The statement is false, according to Monsanto. Monsanto is loath to sue anybody! When you select an answer, the company's Flash quiz offers up a small bit of elaboration:
Monsanto pursues legal action against farmers who improperly save and resell or replant our patented seed only when other efforts to resolve the issue prove unsuccessful. The first time growers purchase Monsanto seed, they sign a stewardship agreement and contract not to save and resell or replant seeds produced from the crops they grow from Monsanto seed.
On the face of it, at issue is their right to protect their intellectual property. Developing cultivars, either through hybridization or genetic engineering, is expensive, and they want to assert their rights as owners of those products. I mean if the guys buying their seeds don't like the set up, they can buy somewhere else, somebody else's seeds. They're selling seeds like Microsoft sells software, in a sense. Replanting seeds from last year's crop is theft of intellectual property, according to this line of reasoning. And that's stealing something worth far more than the three tomatoes I lost last night.

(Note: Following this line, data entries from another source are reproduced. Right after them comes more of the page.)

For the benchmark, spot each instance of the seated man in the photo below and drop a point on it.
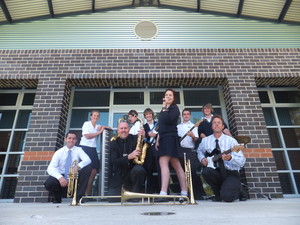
(58, 169)
(124, 173)
(225, 179)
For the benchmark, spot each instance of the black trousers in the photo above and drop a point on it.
(53, 185)
(135, 179)
(196, 180)
(225, 188)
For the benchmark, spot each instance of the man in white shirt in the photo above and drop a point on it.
(223, 175)
(57, 181)
(188, 147)
(136, 124)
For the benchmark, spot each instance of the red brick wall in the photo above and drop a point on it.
(238, 71)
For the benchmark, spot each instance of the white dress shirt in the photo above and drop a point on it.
(226, 142)
(183, 128)
(134, 130)
(57, 165)
(88, 128)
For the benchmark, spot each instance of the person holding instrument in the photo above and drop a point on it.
(123, 171)
(188, 147)
(134, 120)
(90, 133)
(169, 150)
(58, 169)
(151, 127)
(205, 129)
(223, 176)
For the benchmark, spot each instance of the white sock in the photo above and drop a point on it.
(183, 193)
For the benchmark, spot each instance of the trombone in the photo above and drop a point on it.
(146, 199)
(188, 180)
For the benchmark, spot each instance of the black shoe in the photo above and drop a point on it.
(243, 195)
(161, 199)
(216, 199)
(57, 200)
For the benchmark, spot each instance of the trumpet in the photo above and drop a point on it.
(72, 182)
(146, 199)
(188, 179)
(140, 146)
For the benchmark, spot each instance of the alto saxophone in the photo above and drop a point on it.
(72, 182)
(141, 147)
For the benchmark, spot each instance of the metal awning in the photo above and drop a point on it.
(286, 11)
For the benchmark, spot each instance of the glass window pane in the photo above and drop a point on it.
(9, 187)
(128, 98)
(291, 137)
(28, 99)
(78, 135)
(269, 116)
(13, 163)
(79, 116)
(280, 160)
(23, 119)
(285, 181)
(18, 142)
(7, 118)
(91, 98)
(263, 96)
(288, 116)
(2, 158)
(117, 116)
(196, 115)
(156, 98)
(8, 99)
(294, 157)
(274, 138)
(199, 98)
(4, 139)
(287, 96)
(297, 180)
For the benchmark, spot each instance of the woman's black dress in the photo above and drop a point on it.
(168, 137)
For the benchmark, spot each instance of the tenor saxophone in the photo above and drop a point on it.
(142, 147)
(72, 182)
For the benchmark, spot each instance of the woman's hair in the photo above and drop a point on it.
(148, 110)
(209, 106)
(174, 94)
(133, 113)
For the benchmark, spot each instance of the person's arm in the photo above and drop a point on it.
(53, 168)
(84, 158)
(200, 153)
(92, 135)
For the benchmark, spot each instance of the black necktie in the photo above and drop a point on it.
(220, 161)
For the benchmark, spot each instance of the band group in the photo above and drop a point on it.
(146, 169)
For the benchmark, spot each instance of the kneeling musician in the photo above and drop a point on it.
(125, 171)
(59, 168)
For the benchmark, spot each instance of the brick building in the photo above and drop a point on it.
(46, 91)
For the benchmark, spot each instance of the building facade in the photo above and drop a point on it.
(251, 78)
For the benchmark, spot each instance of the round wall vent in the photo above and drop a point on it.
(146, 30)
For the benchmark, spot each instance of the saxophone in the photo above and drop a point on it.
(141, 147)
(72, 182)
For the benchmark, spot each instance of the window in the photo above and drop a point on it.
(15, 114)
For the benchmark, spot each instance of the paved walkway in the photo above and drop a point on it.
(251, 212)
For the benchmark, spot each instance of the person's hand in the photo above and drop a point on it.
(133, 155)
(226, 157)
(63, 182)
(191, 134)
(152, 134)
(156, 145)
(204, 162)
(142, 132)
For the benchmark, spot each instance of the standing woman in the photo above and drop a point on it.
(168, 145)
(90, 133)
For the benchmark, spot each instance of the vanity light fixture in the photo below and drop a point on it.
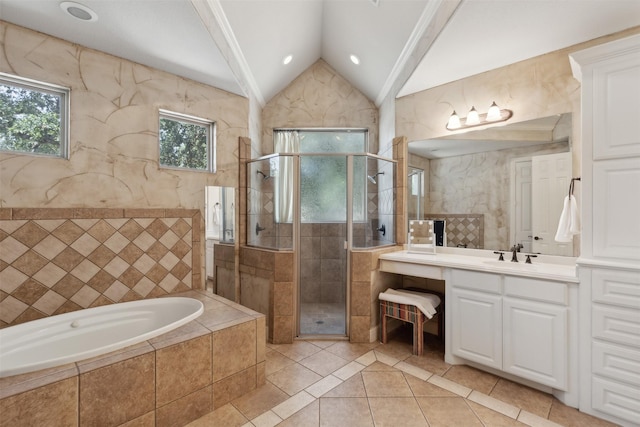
(494, 115)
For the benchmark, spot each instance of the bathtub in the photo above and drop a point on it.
(79, 335)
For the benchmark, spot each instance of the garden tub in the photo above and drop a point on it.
(70, 337)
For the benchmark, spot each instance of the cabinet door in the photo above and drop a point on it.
(535, 341)
(477, 327)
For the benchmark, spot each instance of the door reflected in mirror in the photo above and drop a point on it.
(470, 180)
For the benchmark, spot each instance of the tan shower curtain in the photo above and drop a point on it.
(285, 142)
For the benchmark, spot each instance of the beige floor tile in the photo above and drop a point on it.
(293, 379)
(367, 359)
(452, 386)
(226, 415)
(423, 388)
(448, 411)
(349, 370)
(432, 362)
(352, 412)
(378, 366)
(349, 351)
(259, 400)
(472, 378)
(293, 404)
(324, 343)
(523, 397)
(268, 419)
(353, 387)
(386, 384)
(534, 420)
(309, 416)
(397, 349)
(413, 370)
(276, 361)
(323, 362)
(492, 418)
(386, 359)
(323, 386)
(397, 411)
(494, 404)
(571, 417)
(296, 351)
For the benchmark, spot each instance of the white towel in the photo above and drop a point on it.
(426, 303)
(569, 224)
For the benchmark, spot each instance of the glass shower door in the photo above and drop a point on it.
(323, 236)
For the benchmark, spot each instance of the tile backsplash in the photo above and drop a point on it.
(54, 261)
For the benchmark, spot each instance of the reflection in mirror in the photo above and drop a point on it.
(219, 222)
(415, 193)
(470, 182)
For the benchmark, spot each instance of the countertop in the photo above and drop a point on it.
(543, 267)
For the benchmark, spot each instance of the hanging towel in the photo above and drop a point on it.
(216, 214)
(569, 224)
(426, 303)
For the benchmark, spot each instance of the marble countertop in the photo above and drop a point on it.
(544, 267)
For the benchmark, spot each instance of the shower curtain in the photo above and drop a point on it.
(285, 142)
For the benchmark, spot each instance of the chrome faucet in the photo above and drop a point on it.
(514, 252)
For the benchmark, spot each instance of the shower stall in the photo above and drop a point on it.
(321, 207)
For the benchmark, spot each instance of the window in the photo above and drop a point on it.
(34, 117)
(323, 179)
(186, 142)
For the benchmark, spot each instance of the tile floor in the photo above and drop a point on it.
(336, 383)
(322, 318)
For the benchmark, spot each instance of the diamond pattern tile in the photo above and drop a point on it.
(51, 266)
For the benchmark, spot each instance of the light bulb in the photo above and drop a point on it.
(473, 118)
(454, 121)
(494, 113)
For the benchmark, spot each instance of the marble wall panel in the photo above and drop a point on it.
(113, 154)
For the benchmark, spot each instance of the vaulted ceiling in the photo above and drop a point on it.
(240, 45)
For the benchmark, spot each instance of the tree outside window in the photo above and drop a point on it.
(33, 117)
(186, 142)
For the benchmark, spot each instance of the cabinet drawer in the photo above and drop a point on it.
(535, 289)
(616, 324)
(619, 400)
(616, 362)
(484, 282)
(616, 287)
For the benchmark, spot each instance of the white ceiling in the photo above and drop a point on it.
(239, 45)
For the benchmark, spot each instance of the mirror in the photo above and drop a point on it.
(219, 229)
(482, 184)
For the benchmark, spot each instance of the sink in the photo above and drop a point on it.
(521, 266)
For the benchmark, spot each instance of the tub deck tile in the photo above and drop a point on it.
(16, 384)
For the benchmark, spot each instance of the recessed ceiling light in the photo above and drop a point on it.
(79, 11)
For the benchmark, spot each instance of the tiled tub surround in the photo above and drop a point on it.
(54, 261)
(169, 380)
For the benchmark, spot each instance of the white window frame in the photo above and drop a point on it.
(65, 103)
(211, 138)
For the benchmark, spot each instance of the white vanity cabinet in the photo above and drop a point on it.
(514, 324)
(476, 315)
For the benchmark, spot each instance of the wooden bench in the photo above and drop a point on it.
(411, 314)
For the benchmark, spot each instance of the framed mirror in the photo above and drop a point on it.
(482, 184)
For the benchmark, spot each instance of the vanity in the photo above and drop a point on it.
(516, 320)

It's the word "stewardship" in their argument that rattled me. Stewardship of the land is part of the mission statement of our community garden. Stewardship connotes caring, working to make things right so you don't undermine what makes food production possible. Alongside "stewardship," words like "sustainable" and "renewable" show up in our stated intentions. I know farmers around here who are devoted stewards of the land in this sense of the word.

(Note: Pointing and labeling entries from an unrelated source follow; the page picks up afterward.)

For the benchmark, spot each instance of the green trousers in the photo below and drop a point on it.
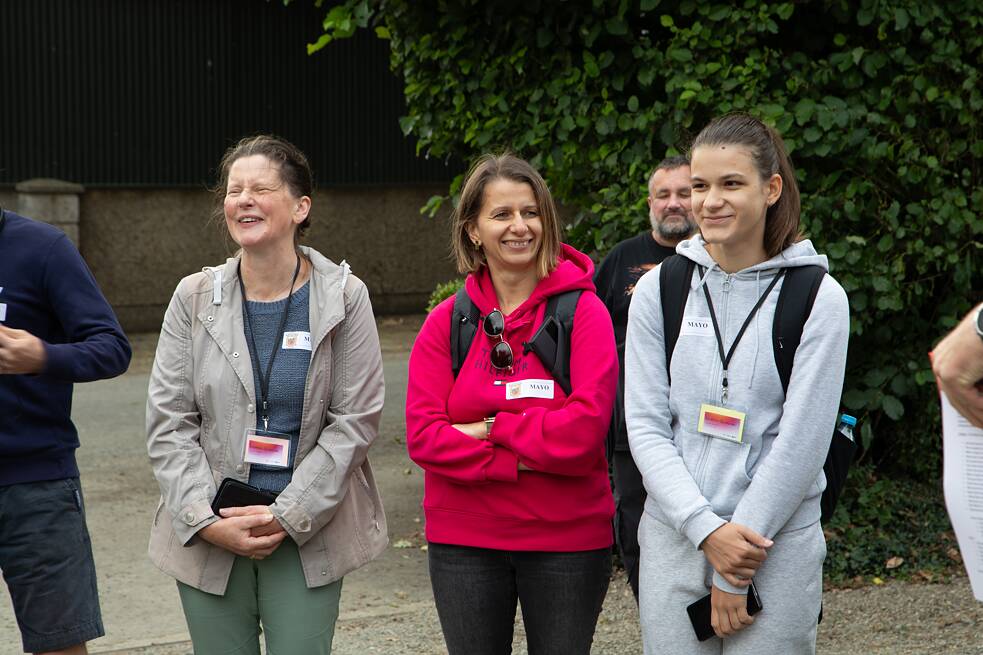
(270, 593)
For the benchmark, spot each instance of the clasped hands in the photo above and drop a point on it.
(479, 431)
(250, 531)
(734, 551)
(20, 352)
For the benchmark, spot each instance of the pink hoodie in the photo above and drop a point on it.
(474, 493)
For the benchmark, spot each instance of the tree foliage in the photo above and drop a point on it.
(878, 101)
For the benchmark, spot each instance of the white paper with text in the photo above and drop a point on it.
(962, 452)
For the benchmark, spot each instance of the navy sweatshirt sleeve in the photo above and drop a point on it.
(95, 346)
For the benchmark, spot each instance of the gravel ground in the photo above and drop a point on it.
(894, 619)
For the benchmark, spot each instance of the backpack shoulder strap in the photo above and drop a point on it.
(795, 302)
(464, 325)
(562, 308)
(675, 277)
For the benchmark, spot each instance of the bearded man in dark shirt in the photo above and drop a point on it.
(672, 222)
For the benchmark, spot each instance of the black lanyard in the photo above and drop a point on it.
(264, 380)
(725, 359)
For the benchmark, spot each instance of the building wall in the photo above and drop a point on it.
(140, 243)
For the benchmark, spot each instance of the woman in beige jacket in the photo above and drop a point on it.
(268, 372)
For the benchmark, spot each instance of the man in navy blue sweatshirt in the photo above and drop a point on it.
(56, 328)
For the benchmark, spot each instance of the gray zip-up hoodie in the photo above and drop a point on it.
(772, 481)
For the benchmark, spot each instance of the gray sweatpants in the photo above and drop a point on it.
(674, 574)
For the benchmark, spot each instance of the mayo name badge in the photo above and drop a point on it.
(296, 340)
(267, 450)
(529, 389)
(721, 422)
(696, 327)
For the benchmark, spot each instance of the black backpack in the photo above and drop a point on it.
(795, 302)
(551, 343)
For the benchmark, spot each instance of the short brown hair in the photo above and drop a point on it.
(295, 172)
(670, 164)
(508, 167)
(769, 156)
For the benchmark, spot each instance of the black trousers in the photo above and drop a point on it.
(476, 589)
(629, 501)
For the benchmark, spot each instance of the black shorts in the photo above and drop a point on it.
(46, 560)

Monsanto uses the word in another sense. "Stewardship" in what I quoted above is a hypertext link that leads to this page:
Monsanto is committed to enhancing grower productivity and profitability as well as supporting product stewardship by bringing new seed technologies to market - patented technologies that provide licensed growers the use of new seed for one single commercial crop. This commitment requires shared responsibility between Monsanto and our licensed growers.
Features & Benefits
To take advantage of the benefits of biotech seed and preserve the technology for long-term use, growers must adopt a sound stewardship plan. Such a plan includes:
signing a Monsanto Technology Agreement
complying with all agronomic and marketing guidelines
agreeing to plant traited seed for only a single commercial crop
If you have questions about seed stewardship or become aware of growers using biotech traits in an unauthorized manner, please call [phone number redacted]. Letters to report similar unauthorized action may be sent to:
Monsanto Trait Stewardship [address redacted]
By introducing the capitalist concept of "product stewardship" and the corporatist concept of "trait stewardship" into the discourse of food policy, Monsanto has attempted another sort of theft, an egregious theft from our language. Our garden's humble admission that we must work within what is possible in our relation to the land, to make it fruitful while admitting that we must conform to the ways of plants and rainfall and soil and blight and bugs, is miles and miles from the protection of a product. Big Ag's request that farmers inform on one another only ices the cake.
Last night somebody stole some tomatoes from me. A bigger theft is underway.